Tourism Tasmania and Scott Sporleder, Matador
Tourism Tasmania and Scott Sporleder, Matador
Travel Tip

9 of the best Tassie Waterfall Walks

Kathryn Leahy
When forests are lush and rivers are full, this is your cue to walk to waterfalls in wild places. Why so? Because this is when the falls look their best. There are 230 known waterfalls in Tasmania. Here’s a handful of the best to get you started.

1. Russell Falls

Venture a little over an hour west of Hobart to Mount Field National Park to witness Russell Falls. Tilt your head skyward and it’s not hard to see why it’s Tasmania’s most photographed waterfall. There are three tall tiers to take in. Take the walk at night with a torch to guide you and see glow worms by the falls.

Waterfall in the rainforest
Kathryn Leahy
Russell Falls

2. Horseshoe Falls

Also in the Mount Field National Park, and only a short uphill climb from Russell Falls is Horseshoe Falls. People often spot platypus here, overturning pebbles on the hunt for food. Stay quiet and these webbed wonders will happily forage while you watch on.

Waterfall in winter flood
Lee Henley
Horseshoe Falls in flood

3. Lady Barron Falls

Mount Field’s third and final waterfall walk will lead you to Lady Barron Falls. The track passes through rainforest under a canopy of Swamp Gums, one of the world’s tallest flowering trees, eventually arriving at the base of a multi-tiered waterfall.

A waterfall in flood in winter
Kathryn Leahy
Lady Barron Falls in flood in winter

4. Snug Falls

Just a 30-minute drive south of Hobart is the tiny town of Snug. Blink and you’ll miss it, let alone the sign that points towards your next waterfall walk. It’s all downhill to Snug Falls, which means it’s uphill all the way back. At the end of the track, there are a few slippery rocks to navigate so wear your walking shoes.

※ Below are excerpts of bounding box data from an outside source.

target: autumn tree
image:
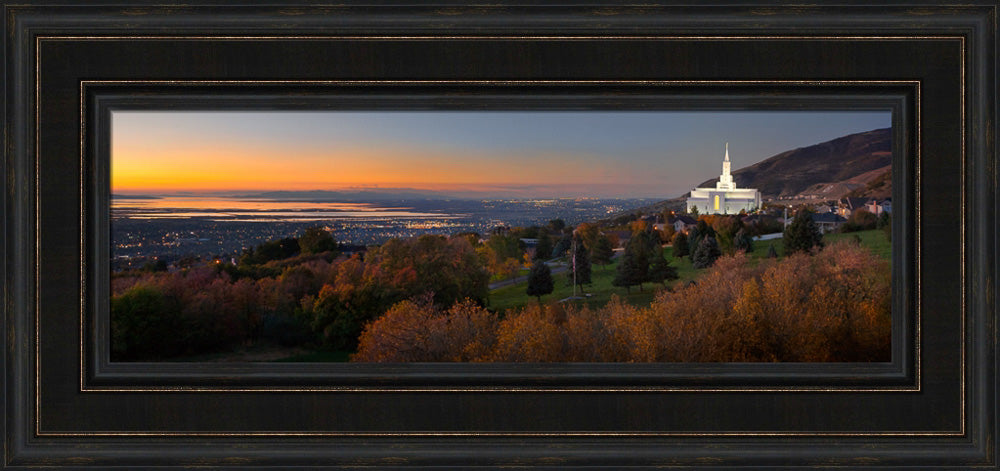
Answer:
[545,219,566,234]
[784,209,823,255]
[691,234,722,268]
[527,261,555,302]
[299,226,337,255]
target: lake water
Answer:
[111,196,461,222]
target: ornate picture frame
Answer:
[3,1,998,469]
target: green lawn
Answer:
[488,230,891,311]
[823,229,892,259]
[275,350,354,363]
[489,247,697,311]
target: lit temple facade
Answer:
[687,142,760,214]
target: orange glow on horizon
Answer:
[111,143,620,192]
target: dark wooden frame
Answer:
[2,0,997,469]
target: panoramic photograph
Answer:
[109,110,892,363]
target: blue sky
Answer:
[112,111,891,198]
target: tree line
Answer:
[352,243,891,362]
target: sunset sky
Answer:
[111,111,890,198]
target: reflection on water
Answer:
[111,196,460,222]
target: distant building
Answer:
[687,142,760,214]
[865,198,892,216]
[837,198,868,218]
[812,213,847,234]
[660,215,698,232]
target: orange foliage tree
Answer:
[353,243,891,362]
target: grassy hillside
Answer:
[488,230,891,311]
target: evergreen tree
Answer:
[591,234,615,269]
[691,235,722,268]
[552,234,573,257]
[784,209,823,255]
[649,249,679,285]
[673,232,691,258]
[611,248,644,293]
[612,232,650,291]
[528,261,555,302]
[298,227,337,255]
[733,228,753,253]
[879,211,892,242]
[688,226,701,255]
[569,237,590,290]
[535,231,552,260]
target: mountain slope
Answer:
[698,128,892,197]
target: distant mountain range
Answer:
[624,128,892,214]
[698,128,892,199]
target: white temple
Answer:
[687,142,760,214]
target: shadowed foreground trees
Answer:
[111,234,489,361]
[352,243,891,362]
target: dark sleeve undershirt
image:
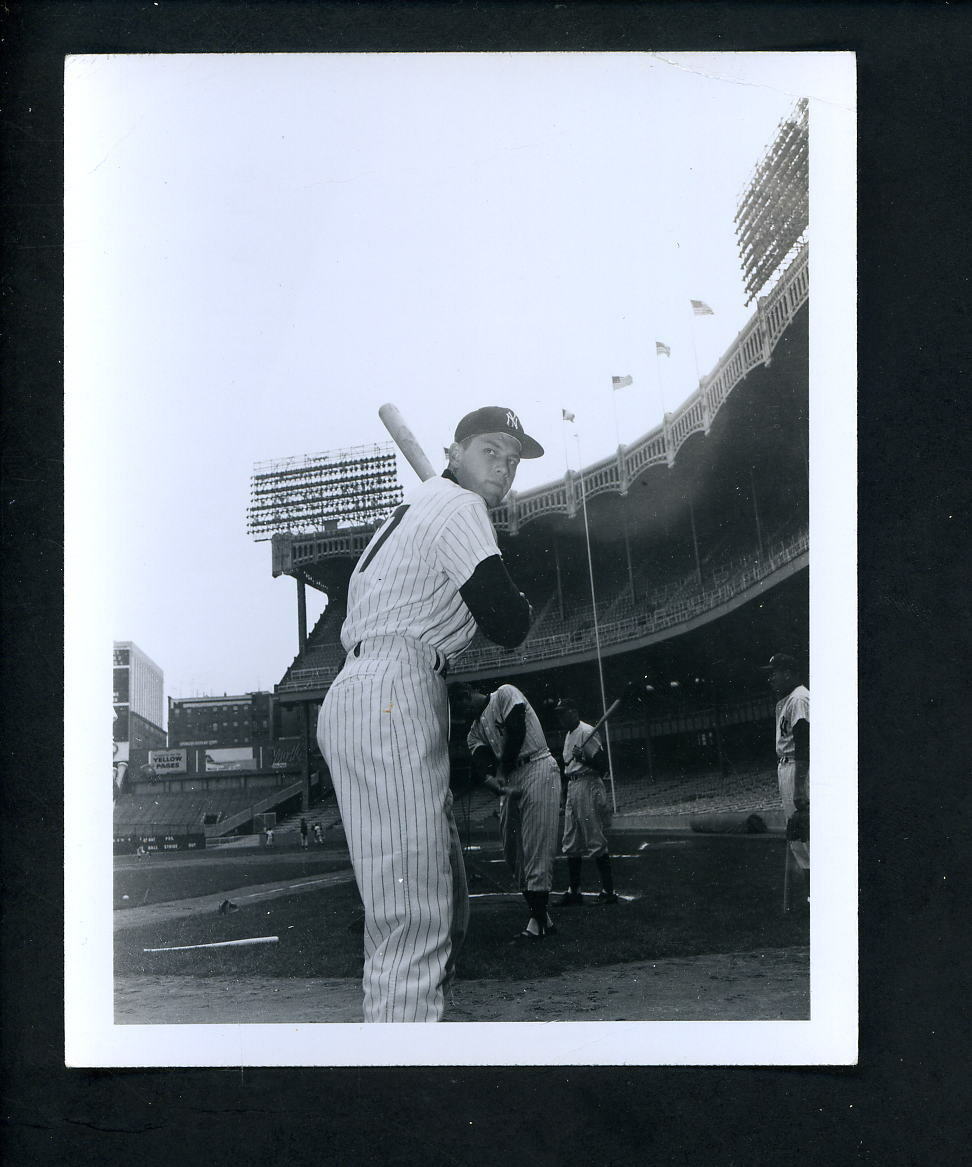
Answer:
[459,555,530,649]
[585,749,608,774]
[473,746,496,782]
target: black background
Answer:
[0,0,972,1167]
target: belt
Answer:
[348,635,449,677]
[512,749,551,770]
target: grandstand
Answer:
[257,100,810,822]
[263,234,809,822]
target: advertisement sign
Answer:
[205,746,253,773]
[148,749,186,775]
[271,741,303,770]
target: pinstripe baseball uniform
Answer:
[466,685,560,892]
[317,477,511,1021]
[564,721,611,859]
[776,685,810,869]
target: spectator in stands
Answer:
[557,698,617,908]
[763,652,810,896]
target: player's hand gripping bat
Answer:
[378,401,435,482]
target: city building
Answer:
[112,641,166,760]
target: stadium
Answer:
[114,103,810,1021]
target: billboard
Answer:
[148,749,187,776]
[205,746,254,773]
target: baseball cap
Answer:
[455,405,544,457]
[760,652,800,672]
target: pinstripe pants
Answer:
[317,641,469,1021]
[499,754,560,892]
[564,770,611,859]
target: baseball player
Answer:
[450,685,560,941]
[557,698,617,907]
[763,652,810,890]
[317,406,544,1022]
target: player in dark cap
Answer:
[317,405,543,1022]
[762,652,810,893]
[555,697,617,908]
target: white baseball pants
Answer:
[317,637,469,1021]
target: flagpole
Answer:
[655,341,669,417]
[688,310,702,384]
[574,434,620,813]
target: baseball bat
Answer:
[580,697,621,749]
[378,401,435,482]
[142,936,280,952]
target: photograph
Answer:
[64,51,858,1068]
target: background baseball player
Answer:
[317,406,543,1021]
[763,652,810,895]
[452,685,560,941]
[557,698,617,907]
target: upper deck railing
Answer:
[275,527,810,693]
[273,244,810,575]
[491,244,810,534]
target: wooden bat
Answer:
[579,697,621,749]
[378,401,436,482]
[142,936,280,952]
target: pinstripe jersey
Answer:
[466,685,548,757]
[466,685,560,892]
[341,477,499,658]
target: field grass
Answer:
[114,834,809,980]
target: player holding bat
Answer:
[317,406,544,1021]
[555,697,618,908]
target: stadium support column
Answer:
[298,578,307,652]
[300,701,310,812]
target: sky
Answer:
[65,53,853,700]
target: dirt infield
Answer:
[114,832,810,1025]
[114,948,810,1025]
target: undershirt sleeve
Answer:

Woman standing by a waterfall in a rainforest
Kathryn Leahy
Snug Falls in winter

5. Liffey Falls

Travel for just under an hour from Launceston and you’ll arrive at Liffey Falls. We suggest you call into Deloraine Deli first. The friendly staff will help you pick out some tasty Tassie picnic supplies. You’re going to want to stay a while at this waterfall, for more reasons than one. There are a number of smaller falls to take in leading up to the final tier and main attraction, Liffey Falls – all of them encircled by lush ancient rainforest.

A waterfall in the forest
Kathryn Leahy
Liffey Falls in winter

6. Montezuma Falls

If you want tall waterfalls, Montezuma is Tasmania’s largest at 104 metres. This waterfall is deep in the wilderness ­– 2 hours and 30 mins from Devonport or just over an hour from Strahan. The area is rich in mining and railway history and the base of the track was once part of the Dundas Tramway. Look for the original sleepers from the old tram line. An unsealed road delivers you to the track, which is also shared by mountain bikers.

Two mountain bikers watching a waterfall in the rainforest on the West Coast of Tasmania
Flow Mountain Bike
Montezuma seen from the base of the falls

7. Nelson Falls

This waterfall is nestled in a Wilderness World Heritage Area. About three hours into your trip between Hobart and Queenstown, Nelson Falls is surrounded by ancient plant species thriving in the cool-temperate rainforest. Follow the boardwalk until the falls are finally revealed.

Nelson Falls world heritage wilderness short walk tasmania
Tourism Australia and Graham Freeman
Nelson Falls

8. St Columba Falls

In the island’s north-west corner, about 2 hours from Launceston, water from the South George River takes an impressive 90-metre tumble down steep granite ledges over St Columba Falls. The track to the falls is met by fast-flowing streams and sheltered by giant century-old man ferns. Feel peckish after your walk? Call into Pyengana Dairy for some cheese on the drive out.

A river in the rainforest in northern Tamania
Andrew McIntosh, Ocean Photography
On the St Columba Falls walking track

9. Horsetail Falls

Horsetail Falls, near Queenstown, is dependent on recent rainfall to inspire awe. As Queenstown rarely gets four days without rain, it flows most weeks. The view as you walk to see if the falls are flowing or not is worth the trip. Drive 5km out of Queenstown to the small town of Gormanston to find the start of the track. Built near the foothills of Mt Owen, the vista from the track takes in the winding road down to Queenstown, the mountains to the south and the ocean to the west.

elevated walking track to Horsetail Falls
Jess Bonde
The boardwalk track to Horsetail Falls

It might be tempting to explore further into the forest, but keep in mind the Tasmanian bush is a delicate ecosystem, so stay on the paths provided to keep our forests pristine for years to come.